Consider the following suggestions as you start down the long, winding road that is your retirement:

  1. Get organized. Organizing and understanding your finances is a great starting point. Create a balance sheet that contains your financial information, including asset type and value, and how owned. Consider how the assets will be distributed upon your death. Consolidate your account log-in information and corresponding passwords—and ensure that your advisors and trusted family members/friends can access the information in the event of your incapacity or death.
  1. Build your team. Pick professional advisors that you trust to work with you towards your goals. Make sure your team works together. By gathering a well-rounded team, including an attorney specializing in estate planning, a financial planner, an accountant and an insurance adviser, you will have put in place a system with built-in checks and balances.
  1. Create a budget and savings plan. Carefully monitor your spending patterns and expenses to determine how much you will need to live during your retirement years. This will enable you to work with your advisors to create realistic current and projected budgets, and tailor your savings approach. Review spending and expenses (at least annually) to reflect any significant changes.
  1. Consider retirement goals. Think about your life after retirement. Consider where you might live, your desired retirement lifestyle, any ongoing obligations, as well as expected and unexpected health care expenses. Consider the impact of these factors on your finances in retirement.
  1. Review your estate planning documents. Review your existing estate planning documents to make sure they still make sense. Have the documents reviewed by a trust and estates attorney to ensure that they reflect current law. If you do not have documents in place (including a will, durable power of attorney, and health care proxy/living will) consult with an attorney qualified to assist you with preparing and implementing these documents.
  1. Review your beneficiary forms. Even if you have estate planning documents in place, be mindful that certain assets pass outside of a will. For example, life insurance, IRAs and retirement plans generally pass to the designated beneficiaries. If your beneficiary designation forms are not coordinated with your estate planning goals, your objectives may not be realized. Be aware that failure to designate individual beneficiaries may also have adverse income tax consequences.
  1. Consider estate tax implications on your estate. It is also important to discuss with your attorney whether your estate will be subject to estate tax. While the federal exemption has increased dramatically over the years ($5,450,000 in 2016, indexed for inflation), some states continue to have much lower exemptions ($675,000 in New Jersey). If your estate will be subject to estate and/or inheritance tax, consider how it will be paid and/or whether you can minimize those taxes.
  1. Consider long term care implications on your estate. Consider how you will fund your long term care, if necessary. Are your assets sufficient to self-fund such care? Alternatively, evaluate whether long term care insurance is a viable option or if qualifying for government benefits might be necessary. Consult an attorney versed in elder law to better understand the options available to you.
  1. Talk about it. Most people do not want to think about what will happen when they die or become incapacitated, let alone talk about it! However, having a discussion with the important people in your life when you still can, before you are in a crisis situation, beats the alternative. Ensure that everyone understands your wishes as related to health care decisions, why you made certain provisions in your estate planning documents and how you wish your affairs to be handled if you are unable to handle them yourself.

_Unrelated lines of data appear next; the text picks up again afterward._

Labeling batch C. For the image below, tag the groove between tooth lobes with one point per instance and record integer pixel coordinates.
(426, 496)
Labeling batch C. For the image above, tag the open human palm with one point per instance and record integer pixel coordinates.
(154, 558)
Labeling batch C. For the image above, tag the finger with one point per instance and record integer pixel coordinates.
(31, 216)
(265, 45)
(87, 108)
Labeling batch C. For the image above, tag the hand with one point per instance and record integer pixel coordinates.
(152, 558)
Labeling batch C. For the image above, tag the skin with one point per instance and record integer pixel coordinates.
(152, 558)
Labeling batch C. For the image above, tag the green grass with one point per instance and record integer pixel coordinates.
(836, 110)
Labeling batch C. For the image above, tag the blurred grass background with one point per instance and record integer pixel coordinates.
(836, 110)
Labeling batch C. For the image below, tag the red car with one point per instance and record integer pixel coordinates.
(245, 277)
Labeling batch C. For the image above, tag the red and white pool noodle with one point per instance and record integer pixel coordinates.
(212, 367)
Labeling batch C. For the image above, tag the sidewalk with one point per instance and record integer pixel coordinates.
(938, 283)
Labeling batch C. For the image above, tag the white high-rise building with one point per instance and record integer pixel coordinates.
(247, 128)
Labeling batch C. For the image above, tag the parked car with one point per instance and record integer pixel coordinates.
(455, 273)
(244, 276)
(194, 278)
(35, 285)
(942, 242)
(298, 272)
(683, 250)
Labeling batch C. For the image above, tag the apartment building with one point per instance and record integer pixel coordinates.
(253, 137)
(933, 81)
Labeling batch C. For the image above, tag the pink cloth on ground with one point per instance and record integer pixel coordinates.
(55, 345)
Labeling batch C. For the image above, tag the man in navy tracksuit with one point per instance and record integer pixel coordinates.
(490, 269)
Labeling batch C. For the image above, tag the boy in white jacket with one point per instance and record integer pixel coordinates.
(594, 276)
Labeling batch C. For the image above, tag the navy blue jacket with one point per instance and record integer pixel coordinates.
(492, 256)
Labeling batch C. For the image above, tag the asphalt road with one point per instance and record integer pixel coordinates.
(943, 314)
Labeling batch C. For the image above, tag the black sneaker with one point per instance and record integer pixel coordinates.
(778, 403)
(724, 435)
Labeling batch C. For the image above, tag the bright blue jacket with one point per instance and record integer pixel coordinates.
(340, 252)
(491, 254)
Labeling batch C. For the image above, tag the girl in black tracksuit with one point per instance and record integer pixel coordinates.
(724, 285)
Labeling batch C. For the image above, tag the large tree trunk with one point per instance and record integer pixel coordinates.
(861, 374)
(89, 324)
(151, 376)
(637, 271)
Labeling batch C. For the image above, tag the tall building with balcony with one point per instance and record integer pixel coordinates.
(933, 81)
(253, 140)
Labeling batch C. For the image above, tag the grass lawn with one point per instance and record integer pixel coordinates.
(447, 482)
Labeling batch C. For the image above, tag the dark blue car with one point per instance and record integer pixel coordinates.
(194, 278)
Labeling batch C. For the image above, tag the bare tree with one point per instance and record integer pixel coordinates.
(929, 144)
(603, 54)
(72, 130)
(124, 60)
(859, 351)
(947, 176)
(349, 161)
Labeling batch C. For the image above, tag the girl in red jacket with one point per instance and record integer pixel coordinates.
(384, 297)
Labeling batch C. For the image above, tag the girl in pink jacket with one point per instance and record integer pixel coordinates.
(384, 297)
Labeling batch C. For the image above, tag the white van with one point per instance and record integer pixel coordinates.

Not all roads to retirement are alike and events often occur that require adjustments to your plan.  However, if you create a retirement plan in advance, select the right advisors to help you implement and oversee your plan and make adjustments as necessary, you will go a long way to helping yourself enjoy a successful and rewarding retirement.

New Jersey Passes Law Repealing Estate Tax By 2018

By Trusts & Estates Group

On October 14, 2016 Governor Christie signed into law the much discussed gas tax hike bill, ultimately repealing the New Jersey estate tax in its entirety.  Beginning on January 1, 2017, a decedent will not be subject to New Jersey estate tax unless his or her taxable estates are greater than $2,000,000 (a significant increase from the current $675,000 New Jersey estate tax exemption).  For individuals dying on or after January 1, 2018, the New Jersey estate tax is repealed entirely.  A decedent domiciled in New Jersey and dying in 2016, however, will remain subject to New Jersey estate tax if the value of his or her taxable estate exceeds $675,000. MORE

New ABLE Act Helps Save on Behalf of the Disabled

By Louis Pashman, Esq.

A little more than a year ago, our blog posted an article about special needs trusts.  There is now another avenue available for saving on behalf of individuals with disabilities.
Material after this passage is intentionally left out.